"The groundwork of all happiness is health." - Leigh Hunt

Implants, tattoos and tears can measure blood sugar painlessly.

My fingers hate diabetes. Several times a day they're pierced with a pointy, needle-like spear. The drops of blood they leave tell me what my blood sugar roller coaster is like. This is basically essential information that I want to find out whether to eat, exercise, or give myself some insulin.

One such behavior could be to ascertain your blood sugar (glucose) by pricking your finger, squeezing a drop of blood and placing it on a small test strip attached to the meter. Help could also be on the best way — though I don't expect any major breakthroughs for just a few more years — as researchers across the country search for no-prick ways to measure blood sugar.

Here are three interesting methods.

An implantable sensor. Researchers on the University of California, San Diego have developed a quarter-diameter titanium sensor that's implanted under the skin. “It takes about a minute to place the sensor in the abdomen or under the collarbone,” says lead developer David A. Gow. It repeatedly measures blood glucose and sends the knowledge wirelessly to an information receiver worn on a belt or carried in a pocket. I Tests in pigs, the sensor worked for greater than a 12 months. The technology is now being tested in a small clinical trial on humans. If it proves secure, a bigger trial will examine whether it's an efficient alternative to current blood sugar monitors.

Glucose Sensing Tattoo. Ultra-tiny beads originally designed to detect glucose in cell cultures may someday do the identical in humans. Heather A. Clark and her colleagues at Northeastern University are experimenting. Implantation of glucose-detecting nanosensors under the skin. Shining light of a certain wavelength on this functional tattoo illuminates it. The amount of sunshine the tattoo emits corresponds to the quantity of glucose within the fluid surrounding the sensor. The group has already developed a light-weight and optical filter that works with the iPhone, and is within the strategy of making a data-processing app that may turn the iPhone right into a blood sugar meter. MIT researchers are working on an analogous style of tattoo. Small carbon tubes Wrap around a glucose sensitive material.
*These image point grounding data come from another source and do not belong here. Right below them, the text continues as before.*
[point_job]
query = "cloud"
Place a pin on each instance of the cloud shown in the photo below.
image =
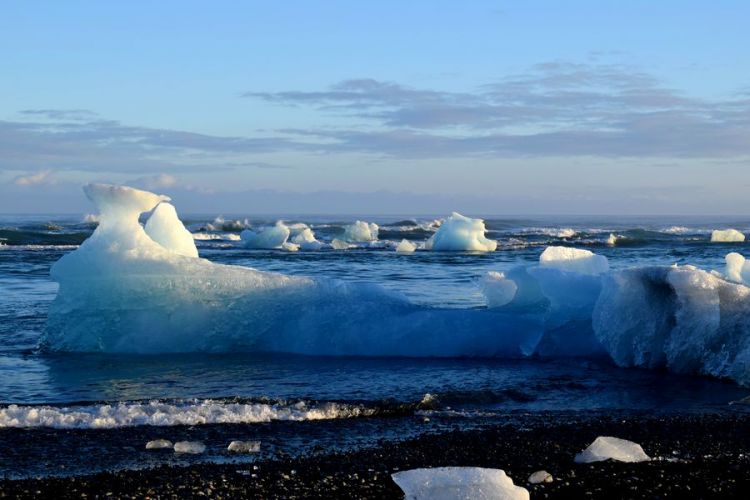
(36, 179)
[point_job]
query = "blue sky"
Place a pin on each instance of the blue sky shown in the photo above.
(379, 107)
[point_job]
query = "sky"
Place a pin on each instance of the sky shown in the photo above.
(379, 107)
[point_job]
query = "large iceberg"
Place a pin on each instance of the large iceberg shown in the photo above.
(461, 234)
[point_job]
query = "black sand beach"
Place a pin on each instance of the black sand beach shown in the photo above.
(694, 456)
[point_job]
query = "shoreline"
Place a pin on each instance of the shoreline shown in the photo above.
(703, 455)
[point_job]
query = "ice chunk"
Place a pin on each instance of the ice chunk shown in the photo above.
(461, 234)
(244, 446)
(305, 239)
(337, 244)
(738, 269)
(159, 444)
(361, 232)
(406, 246)
(540, 476)
(574, 260)
(497, 289)
(727, 236)
(165, 228)
(449, 483)
(192, 447)
(606, 448)
(270, 238)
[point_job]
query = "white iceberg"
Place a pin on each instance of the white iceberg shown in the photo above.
(406, 246)
(274, 237)
(727, 236)
(159, 444)
(244, 447)
(574, 260)
(611, 448)
(165, 228)
(461, 234)
(191, 447)
(361, 231)
(497, 289)
(450, 483)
The Tear Test. The eyes, they are saying, are the windows to the soul. If Arizona State University researchers successfully develop them. TouchTears device, the eyes will even be the window of blood sugar. The device has a wick made from highly absorbent gel that you simply touch to the white of the attention for a second. It captures a small amount of tear fluid and delivers it to a sensor that measures the glucose concentration. Lead researcher Jeffrey T. LaBelle and his colleagues have collaborated with the Mayo Clinic to develop and test tear glucose monitoring technology. Researchers on the University of Michigan are also working on methods. Detect glucose in tears..

For many individuals with diabetes, especially those that take insulin, accurate blood sugar readings are absolutely essential to soundly control the disease. Any latest method should be not less than as accurate and reliable as measuring glucose in a drop of blood. All of the researchers I spoke with cautioned that achieving this standard would take years of development and testing of their approaches. I'm crossing my fingers that one or all of them succeed.